“If liberty means anything at all, it means the right to tell people what they do not want to hear.”
George Orwell
There are many markers of a society’s intellectual development. Chief among these is the value that a society places upon freedom of speech. A society that allows me to express an opinion, and gives you just as much freedom to challenge it, is one that trusts in humanity’s ability to reason things out, even if this does not always come to pass. A society that welcomes the free exchange of ideas is one that values creativity – and is thus generally averse to authoritarianism, defined as it is by the death of the individual. A society that is comfortable with wild differences of opinion, rather than feeling compelled to censor them, is one that has achieved a baseline of emotional security. It is, fundamentally, a society mature enough to recognise the basis of its prosperity. As the liberal philosopher A.C. Grayling has so eloquently put it Liberty in the Age of Terror:
Consider what is required for people to be able to claim other liberties, or defend them when they are attacked. Consider what is required for a democratic process, which demands the statement and testing of policy proposals and party platforms, and the questioning of governments. Consider what is required for a due process of law, in which people can defend themselves against accusation, accuse wrongdoers who have harmed them, collect and examine evidence, make a case or refute one. Consider what is required for genuine education and research, enquiry, debate, exchange of information, challenges to falsehood, proposal and examination of opinion. Consider what is required for a free press, which although it always abuses its freedoms in the hunt for profit, is necessary with all its warts, as one of the two essential estates of a free society (the other being an independent judiciary). Consider what is required for a flourishing literature and theatre, and for innovation and experiment in any walk of life. In short and in sum, without free speech, there is no freedom worth the name in other respects where freedom matters.
This vision of a grown-up society, one which we have largely achieved in the West, is precisely the one which the Regressive Left now seeks to destroy. In the name of opposing fascism, mouth-breathers fresh out of Liberal Arts move to silence anyone they deem to be “offensive”, from Christina Hoff Sommers to Jacob Rees-Mogg. But of course, we do not dispel authoritarian ideas by criminalising their utterance. On the contrary, to allow people to form their own thoughts, but not the commensurate freedom to express them openly, is the very definition of fascism. This is not lessened by only targeting offensive speech, for the very act of thinking is to risk offending someone. If we define ‘hate speech’ as that which causes offence, then to regulate it is to undermine all manner of substantive discourse. To quote clinical psychologist Jordan B. Peterson at length:
With regards to hate speech, let’s say that things would be much better if there was less hateful speech. Seems highly probable to me, especially if you look at the more egregious forms of hateful speech. How best to regulate it? Well my sense is that you let those who wish to utter hateful things do so, and let everyone hear them. Because that’s the best way to ensure that what they’re saying will be understood and rejected. Now in order to posit that, you have to assume that the population composed of sovereign individuals is wiser than it is foolish. And that’s a hope. You might think about it as an axiom of faith, but I do believe it to be the case. I think that if you put the evidence in front of people, by and large, they will do the right thing.
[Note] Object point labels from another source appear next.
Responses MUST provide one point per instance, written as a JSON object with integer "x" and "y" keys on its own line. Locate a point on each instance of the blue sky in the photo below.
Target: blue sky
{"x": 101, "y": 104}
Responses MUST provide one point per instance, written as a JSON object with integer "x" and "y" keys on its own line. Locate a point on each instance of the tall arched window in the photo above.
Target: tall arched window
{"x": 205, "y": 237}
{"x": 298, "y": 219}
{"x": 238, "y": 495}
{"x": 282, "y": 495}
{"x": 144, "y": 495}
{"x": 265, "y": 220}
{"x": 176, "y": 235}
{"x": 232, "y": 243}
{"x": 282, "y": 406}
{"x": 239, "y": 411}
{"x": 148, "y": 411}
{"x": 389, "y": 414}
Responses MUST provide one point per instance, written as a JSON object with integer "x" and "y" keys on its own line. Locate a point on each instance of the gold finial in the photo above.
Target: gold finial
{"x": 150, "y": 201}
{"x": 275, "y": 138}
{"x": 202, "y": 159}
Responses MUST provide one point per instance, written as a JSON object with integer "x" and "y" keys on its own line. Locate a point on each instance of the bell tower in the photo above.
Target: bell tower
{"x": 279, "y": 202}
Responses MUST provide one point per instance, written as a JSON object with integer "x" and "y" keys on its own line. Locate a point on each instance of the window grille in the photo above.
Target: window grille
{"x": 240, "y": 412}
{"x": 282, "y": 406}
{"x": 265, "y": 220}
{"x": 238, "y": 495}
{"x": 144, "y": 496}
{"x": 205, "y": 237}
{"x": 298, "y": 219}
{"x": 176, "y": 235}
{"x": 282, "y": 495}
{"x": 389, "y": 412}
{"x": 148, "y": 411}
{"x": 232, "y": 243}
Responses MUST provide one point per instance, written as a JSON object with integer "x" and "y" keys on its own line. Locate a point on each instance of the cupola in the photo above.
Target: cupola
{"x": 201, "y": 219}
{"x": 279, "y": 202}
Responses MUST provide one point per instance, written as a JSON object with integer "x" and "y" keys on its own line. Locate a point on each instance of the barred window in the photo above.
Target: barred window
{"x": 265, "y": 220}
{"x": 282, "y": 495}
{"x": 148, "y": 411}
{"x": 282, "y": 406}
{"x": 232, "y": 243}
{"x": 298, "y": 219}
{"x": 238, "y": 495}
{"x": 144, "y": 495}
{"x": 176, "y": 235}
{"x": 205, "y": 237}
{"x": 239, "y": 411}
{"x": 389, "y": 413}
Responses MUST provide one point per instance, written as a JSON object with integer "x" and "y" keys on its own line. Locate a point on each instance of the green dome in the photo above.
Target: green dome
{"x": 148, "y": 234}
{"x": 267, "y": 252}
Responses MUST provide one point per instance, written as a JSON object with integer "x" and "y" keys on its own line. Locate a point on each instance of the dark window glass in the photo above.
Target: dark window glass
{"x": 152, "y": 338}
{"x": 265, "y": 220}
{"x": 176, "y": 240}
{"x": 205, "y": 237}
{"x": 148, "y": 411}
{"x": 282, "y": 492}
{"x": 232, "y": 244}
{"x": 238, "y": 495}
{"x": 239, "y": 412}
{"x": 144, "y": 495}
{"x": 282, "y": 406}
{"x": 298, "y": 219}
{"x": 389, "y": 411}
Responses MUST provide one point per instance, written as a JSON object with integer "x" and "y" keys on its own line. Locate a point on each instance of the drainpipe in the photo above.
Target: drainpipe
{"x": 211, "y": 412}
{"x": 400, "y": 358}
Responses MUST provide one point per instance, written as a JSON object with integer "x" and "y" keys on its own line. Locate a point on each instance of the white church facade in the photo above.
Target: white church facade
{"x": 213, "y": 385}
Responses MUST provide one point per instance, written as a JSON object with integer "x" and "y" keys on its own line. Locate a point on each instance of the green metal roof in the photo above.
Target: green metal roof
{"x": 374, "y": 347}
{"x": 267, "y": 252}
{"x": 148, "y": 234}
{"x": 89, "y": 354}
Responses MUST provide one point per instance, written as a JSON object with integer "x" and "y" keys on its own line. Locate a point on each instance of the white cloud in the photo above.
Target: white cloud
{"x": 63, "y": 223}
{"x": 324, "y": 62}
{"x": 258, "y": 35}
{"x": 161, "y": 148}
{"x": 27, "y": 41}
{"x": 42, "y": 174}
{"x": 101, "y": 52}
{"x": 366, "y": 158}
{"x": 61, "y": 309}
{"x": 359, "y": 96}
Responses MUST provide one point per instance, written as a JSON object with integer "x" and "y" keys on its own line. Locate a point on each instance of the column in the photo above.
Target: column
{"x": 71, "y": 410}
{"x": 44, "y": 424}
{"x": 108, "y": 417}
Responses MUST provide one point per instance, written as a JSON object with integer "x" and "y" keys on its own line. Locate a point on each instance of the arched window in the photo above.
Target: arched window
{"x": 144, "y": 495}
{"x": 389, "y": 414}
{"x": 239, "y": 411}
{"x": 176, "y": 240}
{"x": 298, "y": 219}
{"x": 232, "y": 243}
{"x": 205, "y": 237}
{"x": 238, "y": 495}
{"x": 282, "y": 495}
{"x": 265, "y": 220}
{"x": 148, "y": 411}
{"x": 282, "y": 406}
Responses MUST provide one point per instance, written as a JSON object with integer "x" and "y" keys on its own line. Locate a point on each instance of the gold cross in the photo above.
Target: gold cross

The problem with regulating hate speech is very simple: who defines hate? And the answer to that is, over any reasonable period of time, exactly the people you would least want to have define hate. And so the consequences of regulation become incalculably worse as a problem than the problem they were designed to deal with. To think otherwise is to think in a sort of utopian manner… We’re going to have hate speech, or we’re going to have the consequences of the arbitrary regulation of hate speech. I know what the consequences are of the arbitrary regulation of hate speech, and it’s that things get a lot worse – because hate is very difficult to define…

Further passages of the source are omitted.